Selective inhibition of the bacterial translocase reaction in peptidoglycan synthesis by mureidomycins

Abstract

Mureidomycins (MRDs) A and C inhibited strongly the formation of undecaprenyl pyrophosphoryl N-acetylmuramyl-pentapeptide (lipid intermediate I), which is an intermediate in bacterial peptidoglycan synthesis (50% inhibitory concentration [IC50] of MRD A, 0.05 microgram/ml). However, they did not inhibit the formation of dolichyl pyrophosphoryl N-acetylglucosamine (Dol-p-p-GlcNAc), dolichyl phosphoryl glucose, or dolichyl phosphoryl mannose, the precursors for mammalian glycoprotein synthesis, or the formation in Bacillus subtilis of lipid-linked N-acetylglucosamine for teichoic acid synthesis (IC50s, > 100 micrograms/ml). In contrast, tunicamycin (TCM) inhibited strongly the formation of Dol-p-p-GlcNAc (IC50, 0.03 microgram/ml) but inhibited weakly the formation of bacterial lipid intermediate I (IC50, 44 micrograms/ml).
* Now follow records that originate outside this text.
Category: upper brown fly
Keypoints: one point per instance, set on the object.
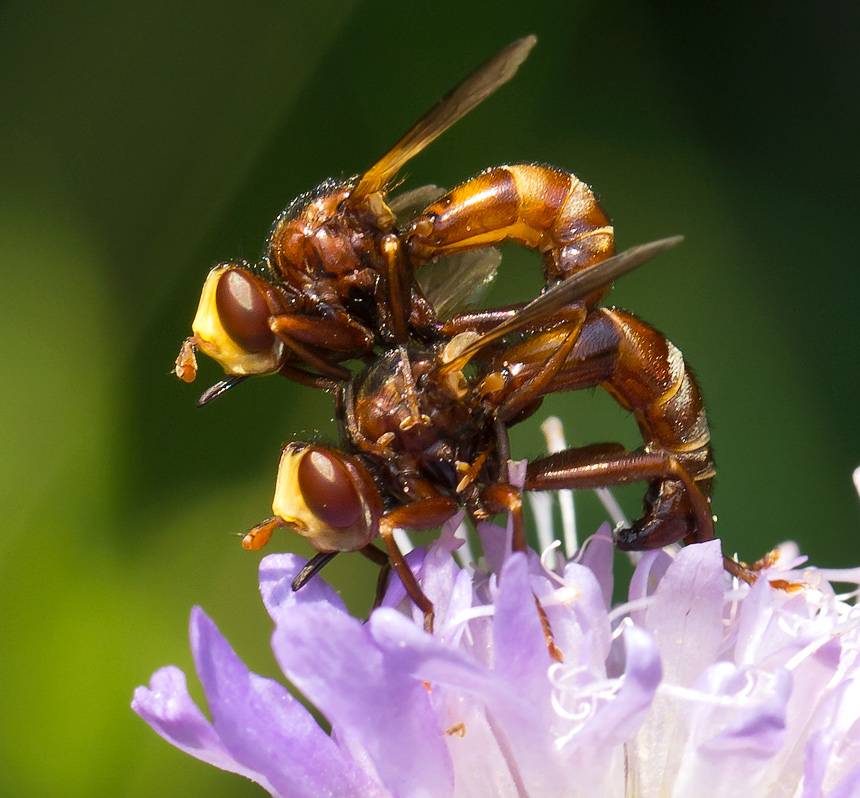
(351, 274)
(338, 278)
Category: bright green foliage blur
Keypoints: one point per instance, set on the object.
(140, 146)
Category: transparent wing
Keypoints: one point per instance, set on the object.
(459, 282)
(409, 205)
(452, 107)
(565, 292)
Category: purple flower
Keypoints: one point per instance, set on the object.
(696, 686)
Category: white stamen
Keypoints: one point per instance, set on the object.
(555, 441)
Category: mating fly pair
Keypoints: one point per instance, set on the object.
(424, 420)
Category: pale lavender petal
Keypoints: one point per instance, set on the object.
(334, 662)
(598, 555)
(168, 708)
(528, 738)
(620, 719)
(731, 745)
(650, 569)
(521, 654)
(848, 787)
(817, 753)
(604, 717)
(581, 616)
(686, 617)
(496, 543)
(276, 574)
(266, 729)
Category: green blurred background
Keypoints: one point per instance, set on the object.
(141, 144)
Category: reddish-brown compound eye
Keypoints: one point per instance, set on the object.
(328, 489)
(243, 311)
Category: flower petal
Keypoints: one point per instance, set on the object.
(378, 714)
(734, 738)
(168, 708)
(276, 574)
(265, 728)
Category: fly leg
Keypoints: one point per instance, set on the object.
(420, 515)
(675, 507)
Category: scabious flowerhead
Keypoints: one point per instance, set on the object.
(697, 686)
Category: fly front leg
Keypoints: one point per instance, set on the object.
(423, 514)
(675, 507)
(540, 207)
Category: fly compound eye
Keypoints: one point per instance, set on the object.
(232, 322)
(243, 311)
(329, 489)
(327, 497)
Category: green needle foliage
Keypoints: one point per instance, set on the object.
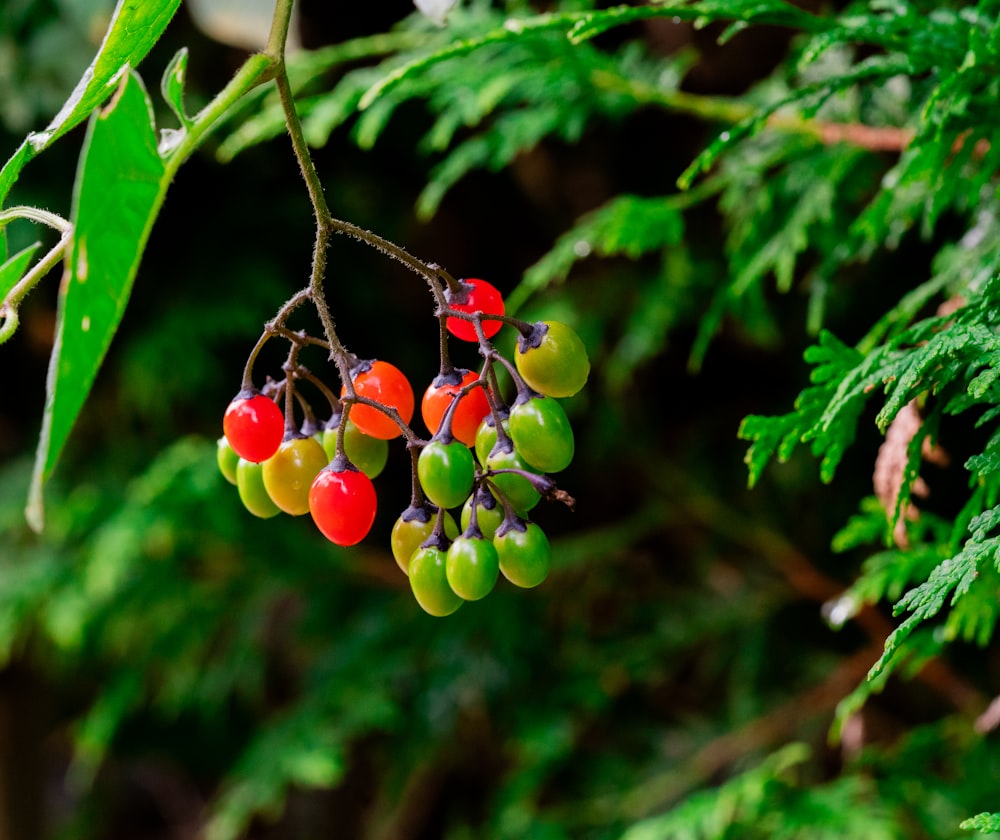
(871, 134)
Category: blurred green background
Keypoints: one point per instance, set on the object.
(174, 668)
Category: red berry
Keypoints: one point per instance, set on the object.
(387, 384)
(476, 296)
(343, 504)
(469, 412)
(254, 426)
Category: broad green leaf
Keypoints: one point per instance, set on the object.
(13, 270)
(136, 26)
(120, 186)
(172, 85)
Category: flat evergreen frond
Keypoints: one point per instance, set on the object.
(776, 212)
(511, 133)
(628, 225)
(812, 419)
(952, 578)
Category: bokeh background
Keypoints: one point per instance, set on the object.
(174, 668)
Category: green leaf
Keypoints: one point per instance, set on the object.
(120, 186)
(172, 85)
(983, 823)
(13, 270)
(628, 225)
(136, 26)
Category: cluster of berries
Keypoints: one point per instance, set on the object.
(489, 457)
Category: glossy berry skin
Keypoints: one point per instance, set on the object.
(469, 412)
(387, 384)
(250, 485)
(518, 490)
(472, 566)
(429, 582)
(254, 426)
(414, 527)
(478, 296)
(368, 454)
(489, 513)
(486, 437)
(289, 473)
(342, 502)
(227, 459)
(552, 360)
(525, 555)
(542, 433)
(446, 472)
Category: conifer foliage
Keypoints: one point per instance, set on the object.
(875, 132)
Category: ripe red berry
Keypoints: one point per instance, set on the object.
(476, 296)
(254, 426)
(387, 384)
(469, 412)
(342, 502)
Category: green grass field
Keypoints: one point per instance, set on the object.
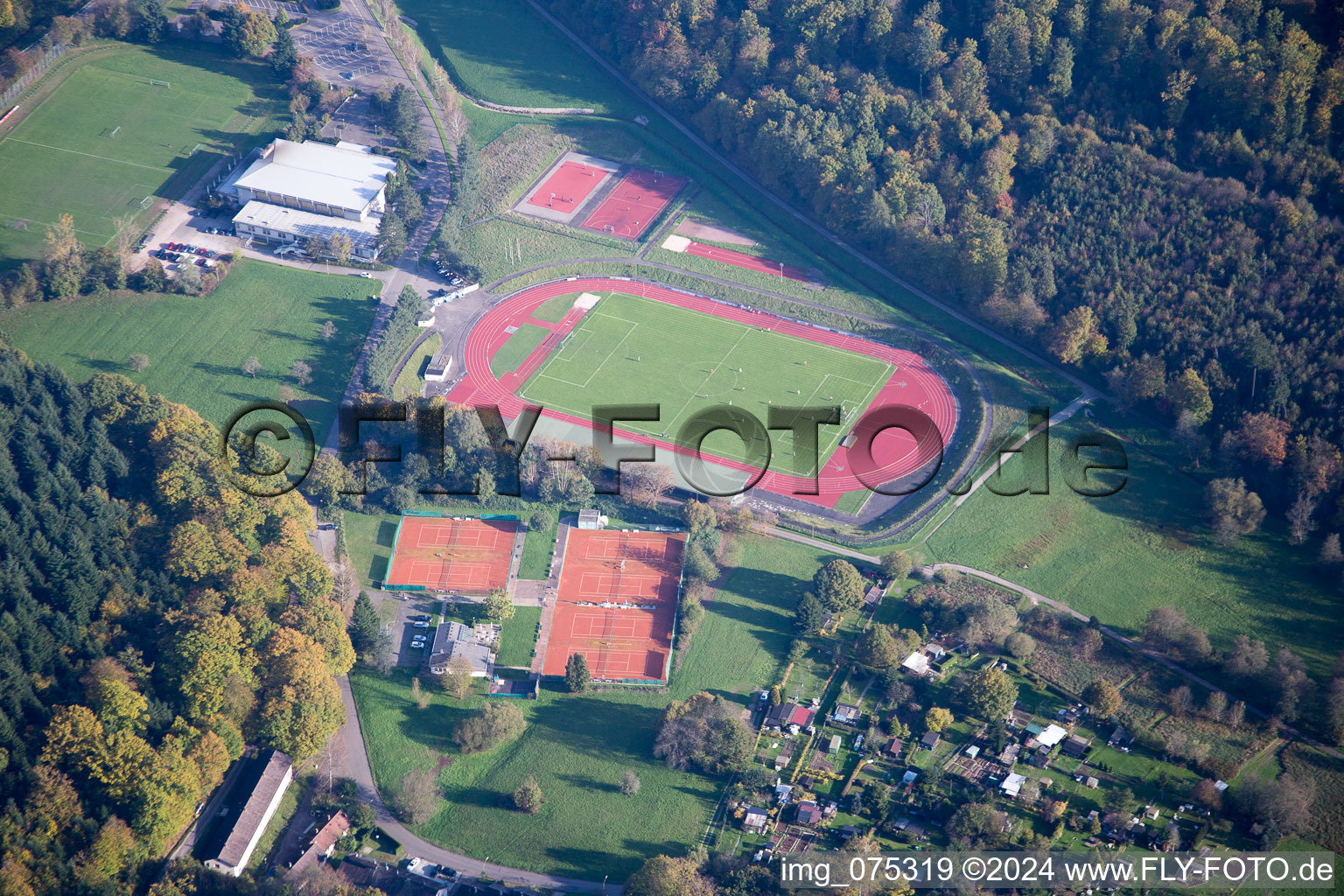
(536, 552)
(634, 349)
(411, 379)
(197, 346)
(506, 52)
(518, 637)
(578, 746)
(63, 156)
(1145, 547)
(554, 309)
(518, 346)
When the effects of MRDs A and C and TCM on the growth of mammalian cells were compared, MRDs did not show any toxicity, even at 1,000 micrograms/ml, whereas TCM inhibited the growth of BALB/3T3 cells at 10 micrograms/ml. On the basis of these results, it was concluded that MRDs are the first specific and potent inhibitors of the translocase reaction in bacterial peptidoglycan synthesis, showing a high level of toxicity against bacteria and a low level of toxicity against mammalian cells. A specific inhibitor of translocase could be a potent antibiotic with highly selective toxicity.